Whenever we just fundamentally disagree about something, it makes me realize how spoiled we are on never really disagreeing. We don't really know how to do it, when it happens, because it feels new every time.

Date: 2008-11-24 02:59 pm (UTC)
From: [identity profile] medland.livejournal.com
Most if not all cats can be trained to pee outside. All the cats I've ever had - both those I've got as kittens and adult cats - have used the garden as their toilet.

Date: 2008-11-25 08:02 am (UTC)
From: [identity profile] babyslime.livejournal.com
I've never NOT had a cat in my life and they are really not that high maintenance at all. In fact, they're probably one of the lowest maintenance pets around...
You can get pet insurance for about $10-$20 a month and that'll cover your emergency vet stuff. We never got it, because our cats have always been quite healthy.

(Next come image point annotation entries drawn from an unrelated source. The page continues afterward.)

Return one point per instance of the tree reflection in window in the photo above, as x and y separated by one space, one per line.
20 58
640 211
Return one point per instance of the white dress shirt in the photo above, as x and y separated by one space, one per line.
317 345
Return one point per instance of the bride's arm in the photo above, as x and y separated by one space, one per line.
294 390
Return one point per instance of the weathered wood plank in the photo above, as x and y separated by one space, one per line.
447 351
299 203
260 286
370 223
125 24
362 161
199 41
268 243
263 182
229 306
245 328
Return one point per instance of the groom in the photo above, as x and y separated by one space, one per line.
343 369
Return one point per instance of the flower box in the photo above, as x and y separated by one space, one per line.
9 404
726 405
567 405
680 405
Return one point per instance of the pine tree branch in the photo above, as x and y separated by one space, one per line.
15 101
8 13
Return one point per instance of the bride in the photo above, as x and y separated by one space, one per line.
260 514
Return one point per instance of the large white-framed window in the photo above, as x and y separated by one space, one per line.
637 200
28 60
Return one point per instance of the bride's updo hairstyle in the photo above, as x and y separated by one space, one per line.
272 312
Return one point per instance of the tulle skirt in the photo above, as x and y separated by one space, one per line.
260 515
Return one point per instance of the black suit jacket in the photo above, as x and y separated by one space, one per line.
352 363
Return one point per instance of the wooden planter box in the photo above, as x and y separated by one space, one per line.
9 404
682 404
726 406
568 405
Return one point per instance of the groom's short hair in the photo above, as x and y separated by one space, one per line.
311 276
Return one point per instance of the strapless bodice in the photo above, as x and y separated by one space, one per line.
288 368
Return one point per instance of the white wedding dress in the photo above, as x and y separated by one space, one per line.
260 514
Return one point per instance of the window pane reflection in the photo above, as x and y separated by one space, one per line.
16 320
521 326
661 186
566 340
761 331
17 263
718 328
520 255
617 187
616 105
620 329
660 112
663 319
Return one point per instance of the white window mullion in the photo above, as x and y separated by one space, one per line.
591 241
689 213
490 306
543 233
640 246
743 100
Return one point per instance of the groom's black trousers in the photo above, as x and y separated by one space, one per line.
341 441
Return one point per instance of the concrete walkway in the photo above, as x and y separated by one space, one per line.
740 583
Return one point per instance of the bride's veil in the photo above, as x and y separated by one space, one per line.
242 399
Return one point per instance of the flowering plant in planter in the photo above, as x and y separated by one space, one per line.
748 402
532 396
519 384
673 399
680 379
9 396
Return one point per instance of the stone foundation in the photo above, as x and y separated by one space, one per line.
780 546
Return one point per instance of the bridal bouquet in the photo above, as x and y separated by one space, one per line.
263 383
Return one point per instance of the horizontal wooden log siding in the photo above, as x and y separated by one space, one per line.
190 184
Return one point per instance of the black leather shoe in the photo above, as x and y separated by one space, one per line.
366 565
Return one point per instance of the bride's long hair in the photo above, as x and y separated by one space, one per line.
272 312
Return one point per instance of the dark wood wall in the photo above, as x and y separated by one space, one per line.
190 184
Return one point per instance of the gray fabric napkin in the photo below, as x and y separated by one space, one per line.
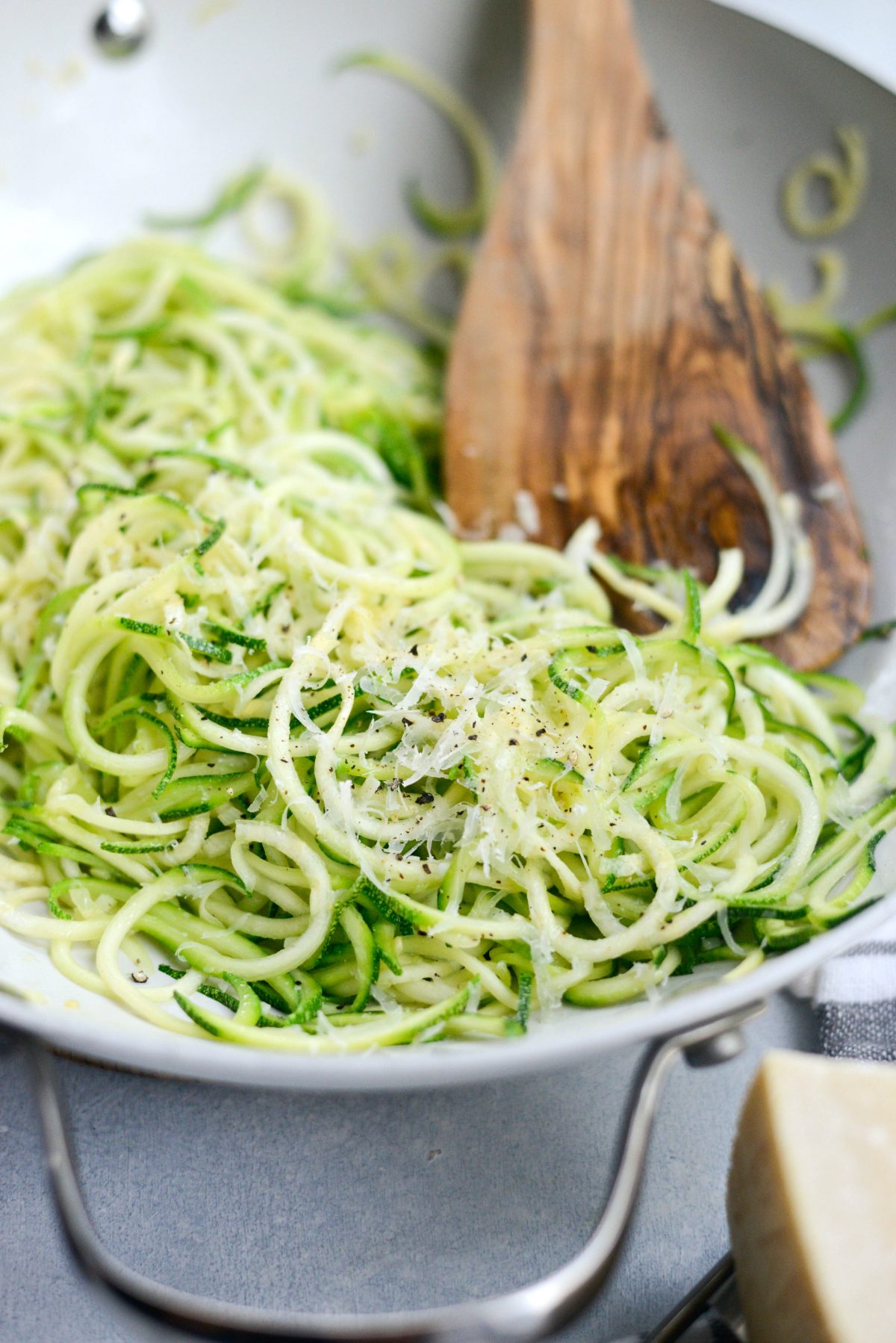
856 999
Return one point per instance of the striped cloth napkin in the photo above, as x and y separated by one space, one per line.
856 999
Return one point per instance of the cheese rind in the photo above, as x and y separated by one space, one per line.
812 1201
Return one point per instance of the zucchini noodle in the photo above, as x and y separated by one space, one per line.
290 766
845 182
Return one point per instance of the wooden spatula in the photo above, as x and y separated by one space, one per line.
608 326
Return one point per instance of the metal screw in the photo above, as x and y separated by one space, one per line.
121 28
719 1049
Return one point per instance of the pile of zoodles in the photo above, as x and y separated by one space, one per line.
289 764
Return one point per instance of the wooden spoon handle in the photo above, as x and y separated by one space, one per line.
608 326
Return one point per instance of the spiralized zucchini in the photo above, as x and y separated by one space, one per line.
289 764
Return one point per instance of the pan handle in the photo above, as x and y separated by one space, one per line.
521 1316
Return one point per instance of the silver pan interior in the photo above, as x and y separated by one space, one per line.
87 146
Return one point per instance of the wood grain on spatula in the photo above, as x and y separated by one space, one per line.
609 324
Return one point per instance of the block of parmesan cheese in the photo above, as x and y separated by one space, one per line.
812 1201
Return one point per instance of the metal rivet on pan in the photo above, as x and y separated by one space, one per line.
121 28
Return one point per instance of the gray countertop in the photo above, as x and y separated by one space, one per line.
368 1203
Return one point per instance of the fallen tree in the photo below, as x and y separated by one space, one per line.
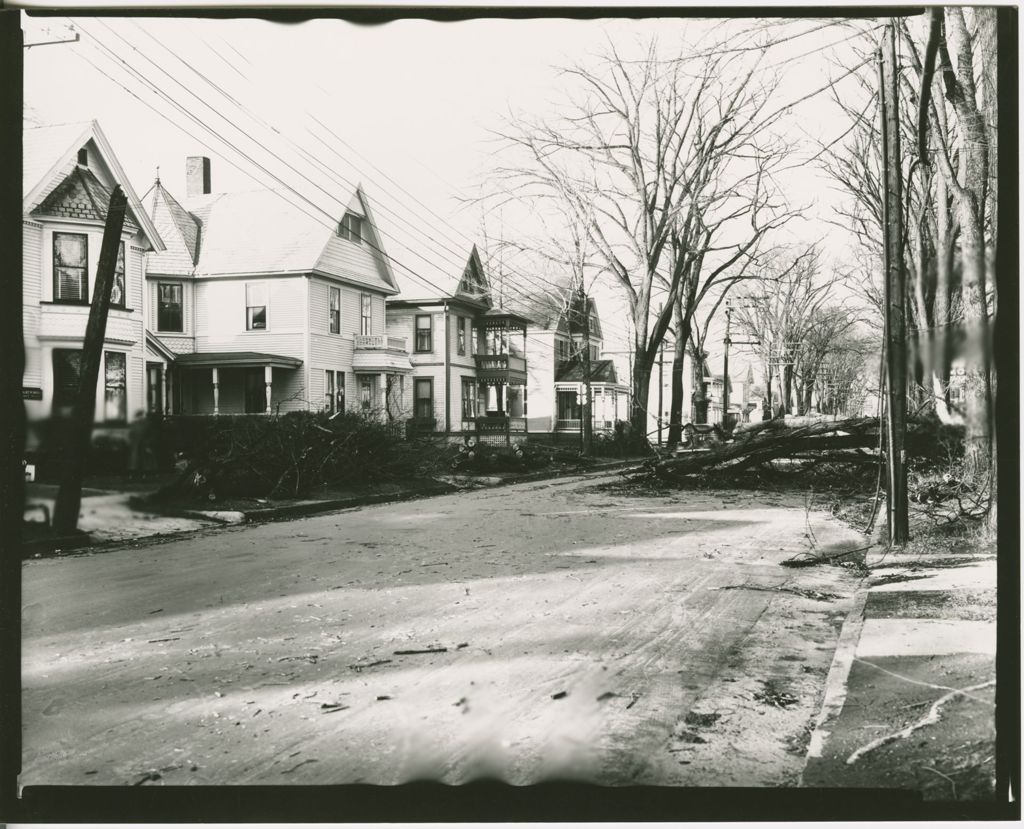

Get the higher quality food and just give them a scoop every day and you're set not only for their extreme health, but because they pretty much handle themselves.
Kittens start in a litter box but will automatically start pooping outside once they spend any significant time out there, and it barely takes any time at all to "train" them to poop out there exclusively (it pretty much only involves spending a week or two moving the box closer to the door before just putting it outside a few days and then disappearing it all together.

Really? No anxiety at all needed. :)

Date: 2008-11-25 08:03 am (UTC)
From: [identity profile] babyslime.livejournal.com
Sorry if this message is at all disjointed or confusing. Serious pain issues tonight and serious pain meds as a result. I'm exhausted and out of it.

Date: 2008-11-26 05:07 am (UTC)
From: [identity profile] mommydama.livejournal.com
As soon as we started letting our cat roam, he quit using the litter box. I haven't scooped a litter box since we moved here. When we were out of town, my sister did it since we didn't want to let the cat out when he couldn't get back in on demand, so he had to use it.

Cats are SO MUCH more low maintenance than hermit crabs. Let me tell you. These hermit crabs are a pain in the ASS!